5. What did Paul mean by "the redemption of our body"? Romans 8:19, 23; I Corinthians 15:42-44; Philippians 3:7-12, 20-21; Colossians 1:9-18.
Comment: Paul was willing to suffer the loss of all things so he could experience the power of Christ's resurrection. Since our citizenship is in heaven, our hope lies there. Christ our Savior will change our corrupt bodies into bodies like His glorious body—from mortal flesh to immortal, incorruptible spirit.
6. What does Christ promise the overcoming saints? Revelation 2:17, 26-27; 3:5, 12, 21; Ephesians 2:6.
Comment: Jesus promises the saints that, if they overcome and live His way of life, He will give them a new name that only the recipient knows, as well as the names of God and of His city, New Jerusalem. God will give the saints power over the nations under Christ. They will also be clothed in righteousness and sit with Him on His throne. The resurrection of the saints is so certain that Paul speaks of it as already accomplished.

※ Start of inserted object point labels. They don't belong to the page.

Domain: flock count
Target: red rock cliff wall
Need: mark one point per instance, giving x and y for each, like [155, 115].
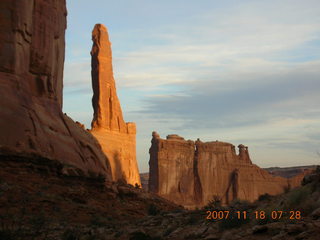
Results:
[206, 170]
[32, 43]
[174, 168]
[117, 138]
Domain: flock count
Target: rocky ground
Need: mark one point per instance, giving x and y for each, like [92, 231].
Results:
[38, 200]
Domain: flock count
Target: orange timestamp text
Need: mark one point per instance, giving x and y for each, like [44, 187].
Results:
[259, 214]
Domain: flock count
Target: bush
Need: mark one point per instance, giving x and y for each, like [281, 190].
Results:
[215, 203]
[264, 197]
[71, 234]
[153, 210]
[233, 222]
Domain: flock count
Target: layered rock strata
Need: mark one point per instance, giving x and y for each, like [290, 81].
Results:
[117, 138]
[32, 50]
[193, 173]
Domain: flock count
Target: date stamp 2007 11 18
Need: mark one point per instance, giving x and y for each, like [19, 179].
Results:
[259, 214]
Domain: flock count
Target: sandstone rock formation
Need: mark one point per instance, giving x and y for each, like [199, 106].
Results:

God has established an order of resurrections. His saints will rise first, followed at length by a second resurrection of most of mankind who never had a chance to know God's truth during their lives. Finally, in a third resurrection, the wicked—those who knew God's truth and rejected it—will come up to face eternal judgment, in the Lake of Fire. It is far better to be in the first resurrection, to live as eternal spirit beings in the God Family, filled with God's own character and incapable of sin.
At Jesus Christ's second coming the truly faithful Christians will be raised to immortality, but what will happen to those who are not resurrected then? Are all those who died in sin be held fully accountable for their actions in this life, or will God ultimately give everyone a chance for salvation? .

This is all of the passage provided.